From circa 1729, however, cartographers consistently promoted the notion of “Negroland” as an actual part of the continent, roughly consistent with the Arabic geographers’ location of Bilad as-sudan, later known as the Western Sudan, most of which was occupied by the Empires of Mali and its successor, Songhai. “Negroland” only became a reality in the European mind because of the Moroccan invasion at the end of the 16th Century, which destroyed and balkanised the empire into uncompetitive polities.
The obliteration of the Songhai Empire from African cartography catalysed the systematic “negroisation” of Africans “at home and abroad” by students of European anthropology during the 19th Century. The process was ironically facilitated by the most influential African intellectuals and civic leaders, such as Booker T. Washington, Edward Wilmot Blyden and W.E.B. Du Bois, each insisting on capitalising the “N” in negro to endow it with dignity. It was not that these minds were insensitive to the symbolisms in the word. St Clair Drake explains: “Du Bois winced at the appellation ‘black.’ It excited shame. For others, “Negro’ was a pejorative term akin to ‘nigger.’ For still others the word COLORED was too colorless” (Black Folk Here and There).
Fanon believed that the first objective of African liberation was self-consciousness.

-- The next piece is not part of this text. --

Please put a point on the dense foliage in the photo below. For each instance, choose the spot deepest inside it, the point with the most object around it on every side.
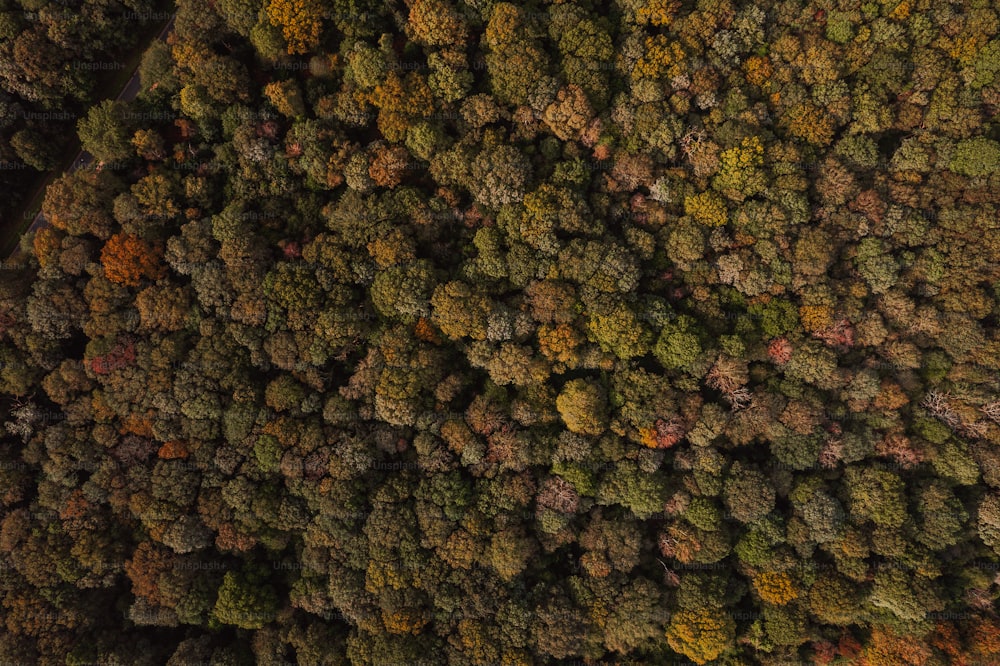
(54, 56)
(466, 332)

But, the process was a Catch-22 situation, as he explains in dialectic terms: “The first impulse at the arrival of awareness is self-loathing: as I began to recognise that the Negro is the symbol of sin, I catch myself hating the Negro.”
Indeed, the synthesis is difficult. Boukman Dutty (first leader of the Haitian Revolution) attempted to reach it by purging the country of slavery. Fanon proposed violent decolonisation: a process of “man recreating himself” (Jean-Paul Sartre in Frantz Fanon, The Wretched of the Earth). Long before Fanon, Caribbean-born Pan-African pioneer Wilmot Blyden had proposed an African renaissance, which would produce the “African personality.”
As articulated by Kwame Nkrumah, the African personality was “a re-awakening consciousness among Africans and people of African descent of the bonds which unite us—our historic past, our culture, our common experience and our aspirations” (June Milne, Kwame Nkrumah a Biography, 2000). The Black Power Revolution of 1970 demonstrated that the neurosis diagnosed by Fanon was surmountable.
It is still left to prove that it is sustainable.